2015/04/02

Random Data in Test Automation

Using random data can be pretty tricky. As always there are two types of people - who uses random a lot, and who don't.

Let's compare these two ways.

Random No Random
  • Every run you get a new set of data to use
  • Coverage is increasing with each test run
  • You don't need to think about duplicates in data, assuming random is working well
  • Every run is on same (or identical) set of data
  • Pesticide Paradox in place
  • You need to handle duplicates - delete data from previous runs, or in some other way
From the table above using Random seems to be the best choice, but there are some pitfalls.


Tests are not repeatable

One of the main ideas about automated testing is - tests should be repeatable. This means that no matter how many times you run the same test against the same system - it should provide the same outcome.

With using random values - this is not the case. You always run slightly different test case, and if some value appears to be buggy - you will see this only in logs, and won't be able to run the automated test on the same values again.

Tips:
  • Even though your tests are using random data - leave an option to provide specific data for test run.
  • Write separate test cases with specific data for found bugs. This will help you to find regressions.

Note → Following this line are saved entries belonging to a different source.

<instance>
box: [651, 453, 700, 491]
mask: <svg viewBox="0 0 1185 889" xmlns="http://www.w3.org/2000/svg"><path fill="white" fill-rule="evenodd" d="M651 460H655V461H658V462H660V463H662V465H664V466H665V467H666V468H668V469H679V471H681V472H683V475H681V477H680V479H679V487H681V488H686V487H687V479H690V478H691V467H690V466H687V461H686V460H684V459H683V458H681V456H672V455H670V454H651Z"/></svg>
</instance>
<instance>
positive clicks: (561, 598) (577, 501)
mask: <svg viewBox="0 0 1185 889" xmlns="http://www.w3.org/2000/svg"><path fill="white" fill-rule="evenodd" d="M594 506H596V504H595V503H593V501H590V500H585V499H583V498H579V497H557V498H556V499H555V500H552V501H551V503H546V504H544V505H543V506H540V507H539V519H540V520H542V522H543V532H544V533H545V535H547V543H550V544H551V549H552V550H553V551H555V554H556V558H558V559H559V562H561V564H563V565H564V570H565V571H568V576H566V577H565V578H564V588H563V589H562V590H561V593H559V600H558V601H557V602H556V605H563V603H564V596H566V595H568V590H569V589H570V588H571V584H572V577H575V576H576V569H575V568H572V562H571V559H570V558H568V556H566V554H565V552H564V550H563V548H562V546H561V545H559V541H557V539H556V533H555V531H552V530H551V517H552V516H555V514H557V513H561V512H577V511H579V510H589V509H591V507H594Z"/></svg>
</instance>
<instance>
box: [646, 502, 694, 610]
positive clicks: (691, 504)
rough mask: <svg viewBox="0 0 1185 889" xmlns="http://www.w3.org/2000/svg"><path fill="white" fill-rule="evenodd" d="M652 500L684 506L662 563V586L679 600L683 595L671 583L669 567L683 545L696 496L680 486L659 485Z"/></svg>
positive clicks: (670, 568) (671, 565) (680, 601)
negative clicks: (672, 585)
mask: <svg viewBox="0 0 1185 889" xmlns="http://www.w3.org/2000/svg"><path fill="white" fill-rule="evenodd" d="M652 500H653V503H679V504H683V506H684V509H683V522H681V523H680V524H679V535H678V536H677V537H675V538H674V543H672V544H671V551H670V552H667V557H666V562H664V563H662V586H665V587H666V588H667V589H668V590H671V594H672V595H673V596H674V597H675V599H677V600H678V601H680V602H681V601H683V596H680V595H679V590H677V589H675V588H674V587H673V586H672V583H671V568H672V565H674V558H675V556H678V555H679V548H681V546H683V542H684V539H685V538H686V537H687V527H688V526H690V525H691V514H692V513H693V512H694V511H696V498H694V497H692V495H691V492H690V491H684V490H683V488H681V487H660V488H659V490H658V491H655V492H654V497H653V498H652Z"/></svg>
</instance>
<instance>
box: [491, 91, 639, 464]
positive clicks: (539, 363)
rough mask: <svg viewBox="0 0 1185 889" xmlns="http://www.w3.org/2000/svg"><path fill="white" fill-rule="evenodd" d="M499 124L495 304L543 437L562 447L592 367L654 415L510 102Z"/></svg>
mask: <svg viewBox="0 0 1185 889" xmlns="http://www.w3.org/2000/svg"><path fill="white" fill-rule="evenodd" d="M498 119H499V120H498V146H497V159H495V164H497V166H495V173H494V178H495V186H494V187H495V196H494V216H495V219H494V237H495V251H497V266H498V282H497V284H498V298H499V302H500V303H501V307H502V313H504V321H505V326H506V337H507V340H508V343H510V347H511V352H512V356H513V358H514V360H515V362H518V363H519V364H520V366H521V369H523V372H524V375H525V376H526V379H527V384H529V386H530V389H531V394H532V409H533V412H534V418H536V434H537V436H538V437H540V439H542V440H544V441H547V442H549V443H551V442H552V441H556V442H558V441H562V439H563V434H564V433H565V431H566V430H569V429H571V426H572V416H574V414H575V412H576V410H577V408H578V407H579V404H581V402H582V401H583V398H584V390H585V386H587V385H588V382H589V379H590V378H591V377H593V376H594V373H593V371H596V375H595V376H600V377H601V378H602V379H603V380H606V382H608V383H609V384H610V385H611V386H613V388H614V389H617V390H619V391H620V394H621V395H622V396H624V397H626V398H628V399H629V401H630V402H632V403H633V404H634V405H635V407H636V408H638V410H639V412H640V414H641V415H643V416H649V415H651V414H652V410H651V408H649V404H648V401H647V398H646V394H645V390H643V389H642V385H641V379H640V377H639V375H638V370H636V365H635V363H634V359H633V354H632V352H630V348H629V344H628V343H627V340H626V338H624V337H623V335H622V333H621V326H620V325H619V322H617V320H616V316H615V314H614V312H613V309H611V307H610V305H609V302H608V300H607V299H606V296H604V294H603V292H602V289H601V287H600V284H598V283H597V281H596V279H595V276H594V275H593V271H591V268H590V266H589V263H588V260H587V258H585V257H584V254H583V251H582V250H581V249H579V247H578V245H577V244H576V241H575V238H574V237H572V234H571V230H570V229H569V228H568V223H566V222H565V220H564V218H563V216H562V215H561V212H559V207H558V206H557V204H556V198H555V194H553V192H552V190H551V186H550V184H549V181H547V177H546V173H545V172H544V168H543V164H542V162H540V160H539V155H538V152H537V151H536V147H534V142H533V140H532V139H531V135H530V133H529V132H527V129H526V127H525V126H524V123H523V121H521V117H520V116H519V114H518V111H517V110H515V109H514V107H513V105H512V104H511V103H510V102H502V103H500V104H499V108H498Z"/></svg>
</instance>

Random generated value needs to be in the same Equivalence class

If you don't know about partitions - please read about Equivalence Partitioning. There is a good article about it on Software Testing Class -  Boundary Value Analysis and Equivalence Class Partitioning With Simple Example

Let's assume that we need to test checkout in online shop - we need to select a product, and enter quantity of items we want to buy. And the requirement is - nobody can order more than 10 pcs.

So valid values will be 1-10 items, and invalid values - below or equal to 0, above 10.

As you see we can't just put random number in here - we need to limit randomness range.

Your testing solution need to be able to generate two kind of random quantity values - valid and invalid. 

And for such a simple case it sounds easy and obvious. But when it come to something more complex (for example Full name for a person, Address or Filename) - preparing random data can be troublesome.

Tips:
  • Randomly generate only valid values for positive cases, you probably have some rules for valid values and you can stick to them
  • Use non-random values for negative cases - range of invalid values is usually far bigger than valid ones, while outcome of test coverage is pretty small
  • Separate generation of random data from other code. If you will have some separate Class/Generator which will contain all the rules - it will be much easier for you to modify the rules


DB overload with randomized test data

If you don't care about clearing you data - you will soon be overloaded.

So no matter that random values give you an opportunity to bypass duplicates validation - you need to keep in mind this validation, and clear the created data.


Timestamp is not effectively random/unique

Let's say you need a Last name - just add an UNIX timestamp to the end and it will be random each time. Easy and seems unique. But in fact it's not.

UNIX timestamp is unique only across one machine for executing tests, without any changes of time and timezone (including DST). But in automation we usually run the tests across different machines - so timezones can overlap and provide duplicates for our "unique" values.

Tips:
  • Use GUID or some similar mechanism to maintain uniqueness
  • If your random value contains some illegal characters (for example dashes in GUID) - just replace them with some specific character. The value will still be unique.
  • If you are still using Timestamps - don't try to truncate or process them in any way, because any processing will limit it uniqueness even more.


In summary

If you are not concerned about Pesticide Paradox - I recommend you to not deal with Random data in your tests, or use it as least as possible. This way you won't need to handle all the things mentioned above, but you will need to implement some mechanism of clearing created data.